The first ever test of an interceptor meant to shoot down intercontinental ballistic missiles (ICBM) has been successful, the US Missile Defense Agency (MDA) said. "And I'm even more confident today after seeing the intercept test yesterday that we continue to be on that course", Syring said a news briefing. "This system is vitally important to the defense of our homeland, and this test demonstrates that we have a capable, credible deterrent against a very real threat".

North Korea has carried out a total of nine missile tests this year alone in violation of United Nations resolutions.

The results of Tuesday's test won't be known until Wednesday.

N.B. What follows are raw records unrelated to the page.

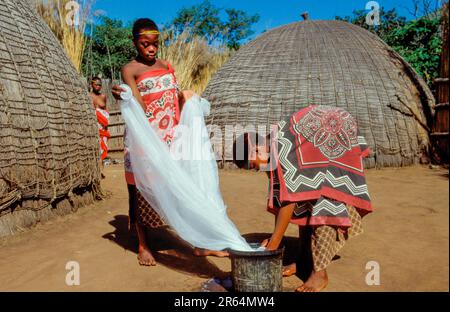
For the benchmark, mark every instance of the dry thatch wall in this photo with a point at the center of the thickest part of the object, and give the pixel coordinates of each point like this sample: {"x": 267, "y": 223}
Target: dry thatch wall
{"x": 48, "y": 133}
{"x": 326, "y": 63}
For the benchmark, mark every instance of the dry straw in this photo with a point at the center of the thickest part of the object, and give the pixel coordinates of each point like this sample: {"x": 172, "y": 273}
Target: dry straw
{"x": 194, "y": 59}
{"x": 48, "y": 132}
{"x": 68, "y": 19}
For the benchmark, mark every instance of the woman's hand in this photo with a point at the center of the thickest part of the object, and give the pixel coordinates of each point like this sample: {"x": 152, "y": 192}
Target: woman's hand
{"x": 116, "y": 91}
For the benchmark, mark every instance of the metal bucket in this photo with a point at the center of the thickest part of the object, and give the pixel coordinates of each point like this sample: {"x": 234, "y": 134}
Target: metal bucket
{"x": 259, "y": 271}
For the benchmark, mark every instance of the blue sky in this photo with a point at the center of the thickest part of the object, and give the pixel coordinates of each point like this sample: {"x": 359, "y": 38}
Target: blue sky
{"x": 272, "y": 13}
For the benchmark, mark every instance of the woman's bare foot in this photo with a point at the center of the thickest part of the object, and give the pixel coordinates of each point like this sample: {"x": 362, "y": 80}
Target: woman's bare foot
{"x": 200, "y": 252}
{"x": 145, "y": 257}
{"x": 289, "y": 270}
{"x": 315, "y": 283}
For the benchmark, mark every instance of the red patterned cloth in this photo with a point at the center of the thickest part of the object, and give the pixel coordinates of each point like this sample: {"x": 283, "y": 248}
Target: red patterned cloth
{"x": 159, "y": 91}
{"x": 103, "y": 122}
{"x": 318, "y": 153}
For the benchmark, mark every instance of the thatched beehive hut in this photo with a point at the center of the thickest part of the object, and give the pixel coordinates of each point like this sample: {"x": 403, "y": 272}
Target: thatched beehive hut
{"x": 326, "y": 63}
{"x": 48, "y": 135}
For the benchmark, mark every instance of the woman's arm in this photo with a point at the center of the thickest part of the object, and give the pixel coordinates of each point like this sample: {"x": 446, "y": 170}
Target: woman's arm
{"x": 282, "y": 222}
{"x": 128, "y": 77}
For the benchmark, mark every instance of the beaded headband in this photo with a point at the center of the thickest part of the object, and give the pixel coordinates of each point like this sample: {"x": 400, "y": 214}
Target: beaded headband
{"x": 146, "y": 32}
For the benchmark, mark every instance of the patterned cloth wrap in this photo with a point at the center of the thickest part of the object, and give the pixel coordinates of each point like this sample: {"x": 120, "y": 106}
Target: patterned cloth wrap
{"x": 103, "y": 122}
{"x": 318, "y": 156}
{"x": 159, "y": 91}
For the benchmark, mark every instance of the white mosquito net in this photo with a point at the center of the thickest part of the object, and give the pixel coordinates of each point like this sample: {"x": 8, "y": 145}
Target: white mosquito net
{"x": 181, "y": 182}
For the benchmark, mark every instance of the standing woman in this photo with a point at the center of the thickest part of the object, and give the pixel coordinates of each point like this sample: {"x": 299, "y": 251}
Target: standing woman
{"x": 155, "y": 87}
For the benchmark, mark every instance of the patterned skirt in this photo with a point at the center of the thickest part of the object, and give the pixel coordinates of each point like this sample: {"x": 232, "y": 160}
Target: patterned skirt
{"x": 141, "y": 212}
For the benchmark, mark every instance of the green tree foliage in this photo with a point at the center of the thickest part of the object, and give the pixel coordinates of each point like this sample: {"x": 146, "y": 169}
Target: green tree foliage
{"x": 204, "y": 20}
{"x": 108, "y": 49}
{"x": 418, "y": 41}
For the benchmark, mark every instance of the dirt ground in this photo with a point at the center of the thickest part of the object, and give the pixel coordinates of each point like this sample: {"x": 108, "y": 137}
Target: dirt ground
{"x": 407, "y": 236}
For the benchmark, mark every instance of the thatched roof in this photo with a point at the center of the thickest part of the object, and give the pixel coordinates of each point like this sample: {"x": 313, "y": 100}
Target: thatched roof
{"x": 48, "y": 133}
{"x": 327, "y": 63}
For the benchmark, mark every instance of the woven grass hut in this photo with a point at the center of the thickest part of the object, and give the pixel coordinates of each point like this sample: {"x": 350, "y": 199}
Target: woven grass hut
{"x": 48, "y": 134}
{"x": 326, "y": 63}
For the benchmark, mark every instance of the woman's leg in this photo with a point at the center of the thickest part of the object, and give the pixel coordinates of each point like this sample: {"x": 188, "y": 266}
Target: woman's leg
{"x": 145, "y": 257}
{"x": 282, "y": 222}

Failure could have deepened concern about a program that according to one estimate has so far cost more than $US40 billion ($A54 billion). Only nine were partially or fully successful.

"This is part of a continuous learning curve", said Navy Capt. Jeff Davis, a Pentagon spokesman, ahead of Tuesday's test.

Sen. John McCain, the chairman of the Senate Armed Services Committee, said in an interview Sunday that it would not be acceptable for North Korea to acquire an intercontinental ballistic missile, saying the U.S. should not be reliant exclusively upon missile defense to ward off the threat. The country's engineers have recently started to incorporate solid-fuel technology into their rockets, which allows them to launch more quickly and give USA satellites less of a heads-up that a launch is coming. The older liquid fuel rockets require a long, visible process of refueling, tipping off surveillance systems.

In a launch visible in select parts of the Southland, U.S. Air Force officials at Vandenberg Air Force Base successfully launched the ground-based interceptor missile that blasted out of the sky the incoming rocket.

"First, a missile target took off from an island in the western Pacific".

The interceptor missile launched from Vandenberg Air Force Base in California shortly after 3:30 p.m. ET on Tuesday. None of the kill vehicles had a successful test before being fielded. It was not a mock-up of an actual North Korean ICBM, and details of its exact capabilities weren't made public.

The test comes just two days after Pyongyang fired a short-range ballistic missile that traveled an estimated 248 miles, splashing down within Japan's exclusive economic zone. Despite that investment, the program has only managed to produce "essentially an advanced prototype", wrote Laura Grego, a physicist with the Union of Concerned Scientists. She said, "I think we'll decide ... this week on what that looks like". But it will use two interceptors to take out the missile, he said, because in a real life situation, the US would launch more than one rocket to destroy any such threat.

The Pentagon has other elements of missile defense that have shown to be more reliable, although they are created to work against medium-range or shorter-range ballistic missiles.

The exercise will check the performance of the Ground-based Midcourse Defense (GMD) system, which has had a checkered record in previous tests.